Here's what my Apache config looks like:
<VirtualHost 255.255.255.255:80>
Include /etc/httpd/conf/apps/website.common
ServerName www.website.com
ServerAlias www.website.com
alias /robots.txt /var/www/apps/website/current/public/okrobots.txt
</VirtualHost>
<VirtualHost 255.255.255.255:80>
Include /etc/httpd/conf/apps/website.common
ServerName star.website.com
ServerAlias *.website.com
alias /robots.txt /var/www/apps/website/current/public/robots.txt
</VirtualHost>
<VirtualHost 255.255.255.255:443>
Include /etc/httpd/conf/apps/website.common
SSLEngine on
SSLCertificateFile /etc/httpd/conf/apps/ssl/website.crt
SSLCertificateKeyFile /etc/httpd/conf/apps/ssl/website.key
SSLCACertificateFile /etc/httpd/conf/apps/ssl/website_ca_bundle.crt
SSLProtocol -ALL +SSLv3 +TLSv1
SSLCipherSuite ALL:!ADH:!LOW:!SSLv2:!EXP:+HIGH:+MEDIUM
RequestHeader set X_FORWARDED_PROTO 'https'
</VirtualHost>
okrobots.txt only allows the access to homepage and contains
User-Agent: *
Allow: /$
Disallow: /
and robots.txt contains
User-Agent: *
Disallow: /
Would I be able to put alias /robots.txt /var/www/apps/website/current/public/robots.txt in the /etc/httpd/conf/apps/website.common file?

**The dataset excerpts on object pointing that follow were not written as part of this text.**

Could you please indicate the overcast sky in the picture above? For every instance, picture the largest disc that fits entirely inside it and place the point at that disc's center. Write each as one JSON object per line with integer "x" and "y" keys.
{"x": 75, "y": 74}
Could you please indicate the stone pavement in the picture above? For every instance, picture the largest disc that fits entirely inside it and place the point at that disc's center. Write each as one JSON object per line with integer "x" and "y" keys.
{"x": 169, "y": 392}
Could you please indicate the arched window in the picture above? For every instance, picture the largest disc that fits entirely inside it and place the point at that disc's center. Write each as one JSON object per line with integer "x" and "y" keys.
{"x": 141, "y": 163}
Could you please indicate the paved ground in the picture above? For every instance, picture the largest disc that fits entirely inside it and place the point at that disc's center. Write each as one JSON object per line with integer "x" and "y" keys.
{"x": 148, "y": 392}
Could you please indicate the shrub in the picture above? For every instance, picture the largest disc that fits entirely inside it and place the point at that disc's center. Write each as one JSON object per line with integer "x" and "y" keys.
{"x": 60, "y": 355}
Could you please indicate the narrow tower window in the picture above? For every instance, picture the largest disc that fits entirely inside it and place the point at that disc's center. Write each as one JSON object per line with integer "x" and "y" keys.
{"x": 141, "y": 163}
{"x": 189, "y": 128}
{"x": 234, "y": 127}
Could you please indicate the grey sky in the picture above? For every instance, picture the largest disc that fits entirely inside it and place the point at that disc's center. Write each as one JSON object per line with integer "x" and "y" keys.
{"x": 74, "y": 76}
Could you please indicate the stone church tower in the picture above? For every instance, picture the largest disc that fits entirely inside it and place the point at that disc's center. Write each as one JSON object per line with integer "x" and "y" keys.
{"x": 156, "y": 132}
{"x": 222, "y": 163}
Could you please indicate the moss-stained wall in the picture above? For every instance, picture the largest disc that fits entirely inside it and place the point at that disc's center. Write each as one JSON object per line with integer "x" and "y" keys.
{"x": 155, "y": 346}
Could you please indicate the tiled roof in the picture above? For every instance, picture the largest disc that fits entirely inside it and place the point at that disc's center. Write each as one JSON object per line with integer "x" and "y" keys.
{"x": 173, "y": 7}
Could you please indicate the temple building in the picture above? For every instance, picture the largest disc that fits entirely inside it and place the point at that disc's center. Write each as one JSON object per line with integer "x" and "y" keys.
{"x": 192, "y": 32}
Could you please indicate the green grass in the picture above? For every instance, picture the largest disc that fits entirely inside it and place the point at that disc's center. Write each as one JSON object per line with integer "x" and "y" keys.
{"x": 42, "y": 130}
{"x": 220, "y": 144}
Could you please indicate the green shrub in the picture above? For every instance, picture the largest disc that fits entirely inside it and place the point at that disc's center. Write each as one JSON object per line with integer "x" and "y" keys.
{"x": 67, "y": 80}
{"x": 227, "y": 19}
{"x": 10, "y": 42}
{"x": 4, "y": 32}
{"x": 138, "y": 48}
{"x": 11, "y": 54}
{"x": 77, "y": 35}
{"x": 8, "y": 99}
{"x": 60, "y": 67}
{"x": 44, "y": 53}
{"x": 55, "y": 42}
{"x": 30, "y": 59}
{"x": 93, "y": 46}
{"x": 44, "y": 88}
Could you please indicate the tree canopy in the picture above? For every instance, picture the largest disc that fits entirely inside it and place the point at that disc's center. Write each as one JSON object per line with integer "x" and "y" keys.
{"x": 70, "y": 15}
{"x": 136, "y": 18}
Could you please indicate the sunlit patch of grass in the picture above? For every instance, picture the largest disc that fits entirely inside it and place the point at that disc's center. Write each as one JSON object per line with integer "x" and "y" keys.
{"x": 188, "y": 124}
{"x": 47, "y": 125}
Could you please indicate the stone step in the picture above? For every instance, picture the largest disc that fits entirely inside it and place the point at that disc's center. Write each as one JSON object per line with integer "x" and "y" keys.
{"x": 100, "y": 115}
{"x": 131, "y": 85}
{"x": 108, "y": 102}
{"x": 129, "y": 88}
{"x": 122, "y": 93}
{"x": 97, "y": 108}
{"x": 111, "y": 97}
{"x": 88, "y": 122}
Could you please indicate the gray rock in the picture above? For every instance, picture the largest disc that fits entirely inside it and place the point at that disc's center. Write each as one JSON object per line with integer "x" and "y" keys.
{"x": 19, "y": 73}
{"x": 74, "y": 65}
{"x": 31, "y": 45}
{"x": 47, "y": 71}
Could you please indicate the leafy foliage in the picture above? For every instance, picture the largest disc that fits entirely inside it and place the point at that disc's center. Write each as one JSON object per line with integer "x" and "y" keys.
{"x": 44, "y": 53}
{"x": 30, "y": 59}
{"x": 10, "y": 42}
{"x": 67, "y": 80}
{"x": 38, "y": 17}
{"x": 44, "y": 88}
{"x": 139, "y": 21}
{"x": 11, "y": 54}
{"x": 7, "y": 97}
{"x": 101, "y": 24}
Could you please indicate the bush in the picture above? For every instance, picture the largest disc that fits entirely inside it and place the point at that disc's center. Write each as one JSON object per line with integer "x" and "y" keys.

I think this would stop all robots from accessing the site because I use the Include directive in each of the VirtualHost blocks. In the first VirtualHost block I would then override the alias in the common file to use the okrobots.txt file to let the crawlers access the www site on port 80.
So, my main concern is, can I effectively override the directives in my common file?